“Ah, Sheena, dead as ditchwater!”
“That is a pity,” said she. “Let us revive the spirit.”
So they went together to the chapel, and during an eminently prosy sermon began to rock on their seats, to moan and utter exclamations. The influence spread, and presently the whole congregation swayed and cried out, “Glory be to God!” at the preacher’s platitudes. Then, little by little, the agitation of spirits affected him—his voice rose to a cry, and sank and thrilled; he flamed, he flung about his arms; finally, he howled. Thenceforth all was animation and unction in Bethesda.
We may doubt whether the Catholic Church ever gained as firm a hold over the Welsh people as it did over the English. The best benefices were generally given to English or to foreign ecclesiastics who did not understand a word of the vernacular of the people, and the poor cures were cast to hedge-priests who were both ignorant and immoral; such livings as were in Welsh hands were very indifferently served, as the churches belonged to several people, in or out of Orders, as has been already shown.
The Reformation did not at all mend matters. During the Tudor period, it is true, the Church did hold the affection of the Welsh people, and was, for upwards of a century, ruled by bishops who were Welsh in name and tongue. But evil days followed. Bishoprics and livings were given to Englishmen who did not know Welsh, and who often were nonresident. The revenues of the Church were drained into the pockets of English pluralists and men who ostentatiously neglected their duties.
With the Methodist Revival the Welsh found themselves masters of their own religion; they could form communities for themselves, invent their own creeds, and accommodate the worship to their own idiosyncrasies.
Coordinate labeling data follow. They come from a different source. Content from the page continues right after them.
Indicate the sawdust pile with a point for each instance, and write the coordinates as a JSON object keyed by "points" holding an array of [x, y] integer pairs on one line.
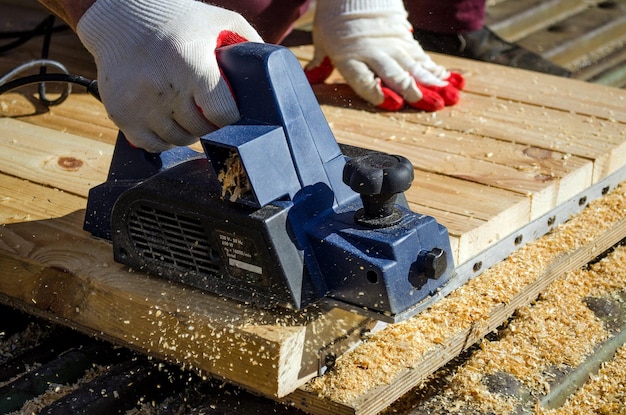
{"points": [[409, 345], [551, 336]]}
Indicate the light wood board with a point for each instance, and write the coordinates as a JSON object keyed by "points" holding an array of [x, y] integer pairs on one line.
{"points": [[517, 145]]}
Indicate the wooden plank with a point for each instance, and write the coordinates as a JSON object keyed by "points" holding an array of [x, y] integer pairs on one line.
{"points": [[506, 118], [65, 161], [52, 268], [595, 32], [514, 20], [371, 377]]}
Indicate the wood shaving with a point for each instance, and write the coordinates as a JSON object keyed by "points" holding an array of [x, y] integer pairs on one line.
{"points": [[233, 178]]}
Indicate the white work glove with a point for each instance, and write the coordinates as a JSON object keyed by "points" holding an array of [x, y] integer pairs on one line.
{"points": [[370, 42], [157, 70]]}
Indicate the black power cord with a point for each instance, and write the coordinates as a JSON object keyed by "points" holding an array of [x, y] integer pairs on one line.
{"points": [[46, 28], [89, 84]]}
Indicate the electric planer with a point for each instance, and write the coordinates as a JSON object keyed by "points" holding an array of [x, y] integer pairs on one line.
{"points": [[274, 212]]}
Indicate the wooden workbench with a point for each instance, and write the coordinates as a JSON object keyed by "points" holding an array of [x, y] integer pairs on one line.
{"points": [[518, 145]]}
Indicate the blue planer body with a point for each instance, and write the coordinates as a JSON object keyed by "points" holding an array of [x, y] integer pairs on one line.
{"points": [[274, 212]]}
Although the Welsh are an emotional people, they are a clear and hard-headed people as well. They have passed through the period of hysterical religion, and a preacher who is acceptable must be one who is worth listening to because he has something to say. He must be, not a man of frothy eloquence, but one who has read and thought. One of the drawbacks of the Church in Wales is that ministers who have proved themselves to be more or less failures in their sects have been too much in the habit of coming over to the Church and seeking ordination, in the hopes of being coddled and applauded as “‘verts,” and being put into benefices; and the bishops have shown too ready a disposition to receive them.
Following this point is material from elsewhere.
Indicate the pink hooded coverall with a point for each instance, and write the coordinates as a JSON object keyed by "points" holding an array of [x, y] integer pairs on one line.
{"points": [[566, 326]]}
Such converts are often no gain to the Church and no loss to Dissent. In Don Giovanni Figaro struts up and down the stage unrolling a list of his conquests in the field of love, and it is not edifying or pleasing to see some of the more vigorous defenders of the “Establishment” parade in like manner the captures from Nonconformity. The Church in Wales, except at Cardiff, has been hardly touched as yet by the breath of the revival which has transformed the Church in England. If the Church is to regain her hold over the Welsh people, it will be by supplying them with what they cannot have in the sects. They can obtain Christianity attenuated into the most vaporous condition, thrown into the most varied nebular forms, in the several denominations. But if the Welshman joins the Church, it will not be, like Ixion, to embrace a cloud, but for a definite creed and apostolic order.